Selain Tondi Hasibuan, seniman yang juga memamerkan karyanya di "Archaelogical Forms" adalah seniman Yogyakarta Lenny Ratnasari Weichert dan Michal Avrech asal Haifa, Israel.
Pembukaan pameran yang dikuratori oleh Frigidanto Agung, akan digelar pada Sabtu 16 Juli 2022 pukul 16.00 WIB.

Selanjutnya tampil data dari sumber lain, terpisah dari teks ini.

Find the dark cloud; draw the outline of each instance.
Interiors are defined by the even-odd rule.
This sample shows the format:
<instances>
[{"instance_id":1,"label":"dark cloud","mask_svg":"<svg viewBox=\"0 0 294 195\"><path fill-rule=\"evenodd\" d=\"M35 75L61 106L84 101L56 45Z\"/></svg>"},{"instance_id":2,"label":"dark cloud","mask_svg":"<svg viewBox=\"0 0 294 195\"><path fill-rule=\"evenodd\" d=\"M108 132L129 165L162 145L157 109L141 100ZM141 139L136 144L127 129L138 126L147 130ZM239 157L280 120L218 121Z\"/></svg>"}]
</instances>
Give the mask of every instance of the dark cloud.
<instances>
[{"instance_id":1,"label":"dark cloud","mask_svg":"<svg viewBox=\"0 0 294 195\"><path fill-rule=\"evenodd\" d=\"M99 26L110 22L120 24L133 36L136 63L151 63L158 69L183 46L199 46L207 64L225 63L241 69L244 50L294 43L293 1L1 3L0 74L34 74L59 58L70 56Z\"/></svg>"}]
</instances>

Frigidanto Agung, kurator pemeran mengatakan, karya-karya yang dipamerkan, wujud pemikiran tentang bentuk yang secara arkeologis dikenal sehari-hari. Pameran lukisan ini menyatukan bentuk-bentuk arkeologis itu digunakan dalam lukisan, lanskap.
"Sebagai satu kesatuan bentuk, yang bersatu di ruang terbuka. Alam seperti yang kita kenal. Lingkaran atau lingkaran yang kita jumpai di pohon selalu diukur dengan keliling batang, ketika mempersepsikan ukuran pohon," kata Frigidanto Agung.
Refleksi bentuk, bulat, segitiga, dan bujur sangkar, ujar Frigidanto Agung, menjadi dasar pemikiran, baik secara langsung maupun tidak, ketika mengonsep sebuah karya seni atau sastra. Penggunaan bentuk selalu terjadi dalam seni lukis.